Testing the Copernican Principle via Cosmological Observations
Krzysztof Bolejko, J. Stuart B. Wyithe

TL;DR
This paper evaluates whether current cosmological observations can distinguish between homogeneous dark energy models and inhomogeneous models that violate the Copernican Principle, highlighting the potential of future surveys to resolve this question.
Contribution
It demonstrates that existing data cannot rule out inhomogeneous models violating the Copernican Principle and discusses how upcoming surveys could test this.
Findings
Current observations cannot exclude inhomogeneous anti-Copernican models.
Future baryonic acoustic oscillation surveys will be decisive in testing the Copernican Principle.

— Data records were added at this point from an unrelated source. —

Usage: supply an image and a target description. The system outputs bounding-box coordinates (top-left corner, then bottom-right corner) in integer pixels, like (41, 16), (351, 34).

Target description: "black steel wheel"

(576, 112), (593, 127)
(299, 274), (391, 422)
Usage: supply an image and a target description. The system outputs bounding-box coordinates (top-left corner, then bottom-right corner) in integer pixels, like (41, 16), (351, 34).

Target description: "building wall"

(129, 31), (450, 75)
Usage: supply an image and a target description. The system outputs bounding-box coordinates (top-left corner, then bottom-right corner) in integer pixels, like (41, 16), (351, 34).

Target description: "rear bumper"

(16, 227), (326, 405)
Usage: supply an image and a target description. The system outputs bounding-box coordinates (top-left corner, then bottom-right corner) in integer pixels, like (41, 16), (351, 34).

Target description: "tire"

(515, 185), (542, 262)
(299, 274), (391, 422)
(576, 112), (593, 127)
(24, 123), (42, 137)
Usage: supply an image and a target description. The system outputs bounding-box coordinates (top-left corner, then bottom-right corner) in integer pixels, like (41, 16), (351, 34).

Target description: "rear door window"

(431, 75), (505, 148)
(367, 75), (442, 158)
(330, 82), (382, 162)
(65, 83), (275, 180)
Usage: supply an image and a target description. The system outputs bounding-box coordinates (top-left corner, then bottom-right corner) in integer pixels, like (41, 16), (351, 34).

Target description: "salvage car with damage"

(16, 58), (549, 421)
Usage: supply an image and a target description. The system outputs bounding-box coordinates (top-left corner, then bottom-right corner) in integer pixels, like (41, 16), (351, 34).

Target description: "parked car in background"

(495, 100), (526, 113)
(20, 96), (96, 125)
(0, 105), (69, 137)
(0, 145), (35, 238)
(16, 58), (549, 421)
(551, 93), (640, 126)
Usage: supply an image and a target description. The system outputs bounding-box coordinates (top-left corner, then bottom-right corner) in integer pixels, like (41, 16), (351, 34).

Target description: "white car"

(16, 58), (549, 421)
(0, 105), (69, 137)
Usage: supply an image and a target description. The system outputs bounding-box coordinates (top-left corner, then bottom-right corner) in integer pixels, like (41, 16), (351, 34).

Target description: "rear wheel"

Inhomogeneous models can explain supernova data without dark energy.
Abstract
Observations of distances to Type-Ia supernovae can be explained by cosmological models that include either a gigaparsec-scale void, or a cosmic flow, without the need for Dark Energy. Instead of invoking dark energy, these inhomogeneous models instead violate the Copernican Principle. we show that current cosmological observations (Supernovae, Baryon Acoustic Oscillations and estimates of the Hubble parameters based on the age of the oldest stars) are not able to rule out inhomogeneous anti-Copernican models. The next generation of surveys for baryonic acoustic oscillations will be sufficiently precise to either validate the Copernican Principle or determine the existence of a local Gpc scale inhomogeneity.